Bericht zum Dienst vom 08.05.2015

Fast untergegangen im Trubel der Berichterstattungen der letzten Wochen (Pewsum-Besuch, Kinderbaumeinweihung Kroneplatz etc), ist der Dienst der Jugendfeuerwehr vom 08. Mai. Das Thema war Funkausbildung und Notruf.

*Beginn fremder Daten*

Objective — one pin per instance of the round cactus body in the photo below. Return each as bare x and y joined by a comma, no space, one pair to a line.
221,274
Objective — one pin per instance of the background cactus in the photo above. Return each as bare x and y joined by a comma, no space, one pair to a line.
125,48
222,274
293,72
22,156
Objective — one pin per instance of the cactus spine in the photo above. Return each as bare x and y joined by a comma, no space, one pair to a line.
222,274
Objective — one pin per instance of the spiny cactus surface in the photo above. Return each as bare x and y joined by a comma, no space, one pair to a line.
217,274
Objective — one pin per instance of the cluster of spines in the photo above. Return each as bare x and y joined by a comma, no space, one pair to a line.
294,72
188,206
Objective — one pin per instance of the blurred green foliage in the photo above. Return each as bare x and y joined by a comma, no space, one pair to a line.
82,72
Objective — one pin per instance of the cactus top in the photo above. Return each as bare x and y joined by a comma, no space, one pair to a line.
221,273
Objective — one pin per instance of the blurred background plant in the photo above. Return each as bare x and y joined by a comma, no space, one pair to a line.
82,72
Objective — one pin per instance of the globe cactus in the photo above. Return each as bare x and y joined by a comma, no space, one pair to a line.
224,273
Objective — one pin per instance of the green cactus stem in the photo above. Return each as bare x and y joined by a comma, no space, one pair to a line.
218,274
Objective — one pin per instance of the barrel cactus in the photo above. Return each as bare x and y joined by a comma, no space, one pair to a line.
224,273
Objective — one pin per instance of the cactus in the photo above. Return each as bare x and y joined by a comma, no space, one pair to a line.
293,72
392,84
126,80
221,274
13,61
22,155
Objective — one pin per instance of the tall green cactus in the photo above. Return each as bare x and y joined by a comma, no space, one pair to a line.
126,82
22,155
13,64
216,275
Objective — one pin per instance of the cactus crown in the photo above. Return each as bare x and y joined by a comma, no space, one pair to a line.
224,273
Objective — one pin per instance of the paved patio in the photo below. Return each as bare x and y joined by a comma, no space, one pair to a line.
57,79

Die Einführung des Digitalfunks im Frühjahr dieses Jahres brachte auch für die Feuerwehr Steina gewisse Neuerungen mit sich. Dazu zählt insbesondere die Schulung im Umgang mit den neuen Geräten. André Holling erklärte unseren jungen Kameradinnen und Kameraden auf sehr anschauliche Weise zunächst den Aufbau bzw. die wichtigsten Tasten und Funktionen, welche zur grundlegenden korrekten Verwendung der Geräte ausreichen. Weiterhin lag der Fokus auf den Statusmeldungen, was Funkdisziplin bedeutet und wie sich unsere Feuerwehr-Funk-Kennung zusammensetzt. Am meisten hat es den Kindern gefallen, dass Sie jeder ein Funkgerät in die Hand bekamen und darauf angeleitet herumdrücken durften.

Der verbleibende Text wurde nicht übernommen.